That's all for now, but I'm going to Milan tomorrow (at 8AM, again...) so I'll have more stories next time I remember to update!
I'll start with Palazzo Vecchio - the Old Palace. when it was constructed (which happened in parts, a bit at a time) there was a need for potential escape routes. As such, these passageways were built into the walls. On our tour we got to visit them and see the secret rooms contained therein. Up the passageways we found secret rooms - one for Cosimo and one for Francesco - as well as Francesco's studiolo, a place where he studied alchemy and adorned the walls and ceiling with paintings representing the elements, the seasons, the humors, the sexes, and other such patterns and thought. It's a gorgeous room, really. Also, the paintings covered secret compartments in the room, each with some simple riddle explaining what was located within. Anyway, beyond that we went into the ceiling and saw the construction that went into the huge ceiling and that has lasted for almost half a millennium.

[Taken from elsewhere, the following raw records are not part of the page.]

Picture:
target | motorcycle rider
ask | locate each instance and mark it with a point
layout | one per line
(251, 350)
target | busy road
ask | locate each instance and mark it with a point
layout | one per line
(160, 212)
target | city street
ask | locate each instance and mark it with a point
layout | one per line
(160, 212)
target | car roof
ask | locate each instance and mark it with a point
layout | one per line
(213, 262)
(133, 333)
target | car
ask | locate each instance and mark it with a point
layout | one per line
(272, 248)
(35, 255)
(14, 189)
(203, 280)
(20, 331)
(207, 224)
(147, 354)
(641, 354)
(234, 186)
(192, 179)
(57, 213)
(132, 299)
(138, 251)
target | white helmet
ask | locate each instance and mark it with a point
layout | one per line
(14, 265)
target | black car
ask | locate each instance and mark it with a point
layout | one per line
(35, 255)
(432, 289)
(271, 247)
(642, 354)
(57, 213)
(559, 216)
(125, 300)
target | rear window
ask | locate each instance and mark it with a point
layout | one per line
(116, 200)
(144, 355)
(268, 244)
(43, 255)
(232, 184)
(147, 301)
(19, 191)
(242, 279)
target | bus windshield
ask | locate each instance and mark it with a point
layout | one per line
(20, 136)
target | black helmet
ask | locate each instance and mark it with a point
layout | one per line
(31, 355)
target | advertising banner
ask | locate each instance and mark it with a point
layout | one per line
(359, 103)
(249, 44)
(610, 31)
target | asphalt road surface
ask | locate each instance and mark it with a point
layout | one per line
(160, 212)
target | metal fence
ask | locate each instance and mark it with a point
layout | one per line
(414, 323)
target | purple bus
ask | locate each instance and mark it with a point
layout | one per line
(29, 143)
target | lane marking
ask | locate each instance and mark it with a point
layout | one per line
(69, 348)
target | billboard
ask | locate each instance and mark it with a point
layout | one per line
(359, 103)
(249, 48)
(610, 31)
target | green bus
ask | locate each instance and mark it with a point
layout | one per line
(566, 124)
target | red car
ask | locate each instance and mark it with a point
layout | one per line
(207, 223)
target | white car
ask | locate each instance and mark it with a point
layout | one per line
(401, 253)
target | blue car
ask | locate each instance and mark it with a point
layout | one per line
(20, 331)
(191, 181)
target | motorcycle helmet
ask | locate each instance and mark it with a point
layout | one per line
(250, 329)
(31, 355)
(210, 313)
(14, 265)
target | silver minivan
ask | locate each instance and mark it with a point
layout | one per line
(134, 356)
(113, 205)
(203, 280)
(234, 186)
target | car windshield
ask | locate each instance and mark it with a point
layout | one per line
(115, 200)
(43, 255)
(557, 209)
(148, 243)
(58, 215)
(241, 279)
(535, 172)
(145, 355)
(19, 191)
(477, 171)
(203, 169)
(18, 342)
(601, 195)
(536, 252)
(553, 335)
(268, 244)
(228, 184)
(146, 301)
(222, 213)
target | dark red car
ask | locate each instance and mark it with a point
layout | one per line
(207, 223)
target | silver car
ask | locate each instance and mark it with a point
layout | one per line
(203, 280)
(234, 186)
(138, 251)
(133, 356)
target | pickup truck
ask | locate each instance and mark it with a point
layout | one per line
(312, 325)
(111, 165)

Torrigiani Garden was absolutely gorgeous. We got a tour from the Torrigiani son who is in charge of the garden, and he was the best tour guide we've had so far. He was really funny and his English was strained but he was really relaxed at the same time. We walked along the paths to see more elemental symbolism and a tower in the center. The garden itself is private, so entry is only permitted by prearranged tours such as ours, and even they were only recently started. There was also a lot of symbolism about the garden as an enclosed place and as a spiritual center, so feel free to ask me about it sometime. I won't bore you with it right now; there's more to talk about!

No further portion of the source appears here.